BOZÜYÜK'TE SİVİL TOPLUM KURULUŞLARI YÖNETİCİLERİNE YÖNELİK EĞİTİM KURSU AÇILDI...


Bilecik'in Bozüyük İlçesinde "Dernekler Mevzuatı ve Sivil Toplum Bilincini Kazanma" Adı Altında Sivil Toplum Kuruluşlarının Dernek Üye ve Başkanlarının Eğitimini Sağlamak Amacıyla Kurs Açıldı.
Bilecik'in Bozüyük ilçesinde "Dernekler Mevzuatı ve Sivil Toplum Bilincini Kazanma" adı altında sivil toplum kuruluşlarının dernek üye ve başkanlarının eğitimini sağlamak amacıyla kurs açıldı.

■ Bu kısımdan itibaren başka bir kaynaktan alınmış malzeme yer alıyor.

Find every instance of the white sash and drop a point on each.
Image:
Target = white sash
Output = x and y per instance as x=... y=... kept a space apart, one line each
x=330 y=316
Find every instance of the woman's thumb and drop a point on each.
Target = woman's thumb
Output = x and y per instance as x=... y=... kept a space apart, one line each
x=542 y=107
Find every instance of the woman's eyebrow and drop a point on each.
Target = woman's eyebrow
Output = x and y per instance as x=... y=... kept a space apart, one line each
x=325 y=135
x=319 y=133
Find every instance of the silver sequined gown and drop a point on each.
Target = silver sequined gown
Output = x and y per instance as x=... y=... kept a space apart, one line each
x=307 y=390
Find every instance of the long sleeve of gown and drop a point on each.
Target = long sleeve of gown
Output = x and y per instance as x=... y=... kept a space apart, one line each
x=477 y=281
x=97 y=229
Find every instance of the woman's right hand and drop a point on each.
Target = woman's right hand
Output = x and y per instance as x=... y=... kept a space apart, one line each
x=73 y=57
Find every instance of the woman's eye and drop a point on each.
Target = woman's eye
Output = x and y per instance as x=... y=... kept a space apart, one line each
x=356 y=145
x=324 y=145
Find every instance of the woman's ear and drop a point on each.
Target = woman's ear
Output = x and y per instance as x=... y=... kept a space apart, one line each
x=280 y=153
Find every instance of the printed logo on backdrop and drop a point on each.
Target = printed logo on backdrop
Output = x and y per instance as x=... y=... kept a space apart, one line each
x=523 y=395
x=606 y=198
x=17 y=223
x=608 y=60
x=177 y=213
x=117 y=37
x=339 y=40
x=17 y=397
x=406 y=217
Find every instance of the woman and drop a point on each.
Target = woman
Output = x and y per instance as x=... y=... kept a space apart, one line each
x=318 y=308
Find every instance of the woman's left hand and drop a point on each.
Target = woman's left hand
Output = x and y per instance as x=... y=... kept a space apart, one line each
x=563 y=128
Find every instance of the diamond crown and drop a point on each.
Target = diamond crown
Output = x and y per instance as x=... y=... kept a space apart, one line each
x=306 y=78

Türkiye'de ilk defa Bozüyük'te yapılacak ve modülasyon çalışmaları İlçe Halk Eğitim Merkezi Müdürlüğü ve İlçe Dernekler Büro Şefliği tarafından yapılan kursta, dernek üye ve başkanlarına 5 grup halinde eğitim verilecek. Kurs, toplamda 4 hafta ve 48 saat sürecek. Kurs, haftada 3 gün ve günde 4 ders şeklinde verilecek.


Bozüyük Halk Eğitim Merkezi Konferans Salonu'nda düzenlenen bilgilendirme toplantısında ilk konferansı İçişleri Bakanlığı Dernekler Denetçisi Mahmut Esat Gürses verdi. Gürses, devletin dernekler konusunda yeni bir anlayışı benimsediğini hatırlatarak, "Daha önce Bozüyük'te olduğu şekilde sertifikaya yönelik bir kurs duymamıştım. İlçenizin bu konudaki isteğine ve özverisine teşekkür ediyorum. Derneklerimizin hepsinin bir misyonu ve vizyonu olması gerekiyor. Bunlar olmazsa kâğıt üstündeki derneklerden bir farkınız olmaz." dedi.
Bilgilendirme toplantısında kurs hakkında kısa bir konuşma yapan Bozüyük Kaymakamı Ahmet Katırcı, "Bozüyük'te sivil toplum kuruluşları çok aktif durumdalar. Bozüyük'e geldiğimde ilk ziyaretime sivil toplum kuruluşları geldiler. Sivil toplum kuruluşları Bozüyük'te artık 4. kuvvet olmuş durumdalar. Bizlerin kaymakamlık olarak göremediğimiz, yetişemediğimiz alanlarda açığımızı kapatıyorlar, fakat mevzuattan yüzde 60-70 oranında haberdar değiller. Bunda kötü niyet yok, ama bizim amacımız düzenlediğimiz bu kurs vasıtası ile eksikliklerimizi tamamlamaktır. Bu çalışmanın Bozüyük'teki tüm sivil toplum kuruluşlarının üye ve yöneticilerine faydalı olacağını düşünüyor ve tüm Türkiye'ye de örnek olacağı kanaatini taşıyorum" şeklinde konuştu.
Bilgilendirme toplantısında yapılan sunumda kursun amacı; hak, görev ve sorumlulukların farkında, demokrasinin vazgeçilmez bir parçası olarak, bilinçli ve bilgili, çevresini aydınlatan, yaptığının ve yapılanların farkına varabilen ve dernekler mevzuatında da temel bilgilere sahip bir sivil toplum oluşturmak olduğu açıklandı.
Her bir ders değişik eğitimciler tarafından sunum şeklinde verilecek olan kursta, 2860 sayılı yardım toplama kanunu ve yönetmeliği; 3335 sayılı uluslar arası teşekküllerin kurulmasına dair kanun; 5072 sayılı dernek ve vakıfların kamu kurum ve kuruluşları ile ilişkilerine dair kanun; 3628 sayılı mal bildirimi; rüşvet ve yolsuzlukla mücadele kanunu; 2847 sayılı Türkiye emekli subay, gaziler ve şehit aileleri hakkındaki kanun; 1606 sayılı bazı dernek ve kuruluşların vergiden muaf tutulmasına dair kanun; 5237 sayılı Türk ceza kanununun derneklerle ilgili olan maddeler; 5326 sayılı kabahatler kanununun ilgili maddeleri; sivil toplum bilinci ve kazanımı; cami derneklerinin cami ve müştemilatındaki hizmetleri ile Diyanet İşleri Başkanlığı mevzuatı konuları işlenecek. Kurs sonunda yapılacak olan sınav neticesinde kazanan dernek üye ve yöneticilerine sertifika verilecek.
Kursun bilgilendirme toplantısına Bozüyük Kaymakamı Ahmet Katırcı, Belediye Başkanı Ahmet Berberoğlu, Eskişehir İl Dernekler Müdürü Adem Kahraman, Bilecik İl Dernekler Müdür Vekili Yaşar Okumuş, daire amirleri, dernek başkanları ve üyeleri katıldı.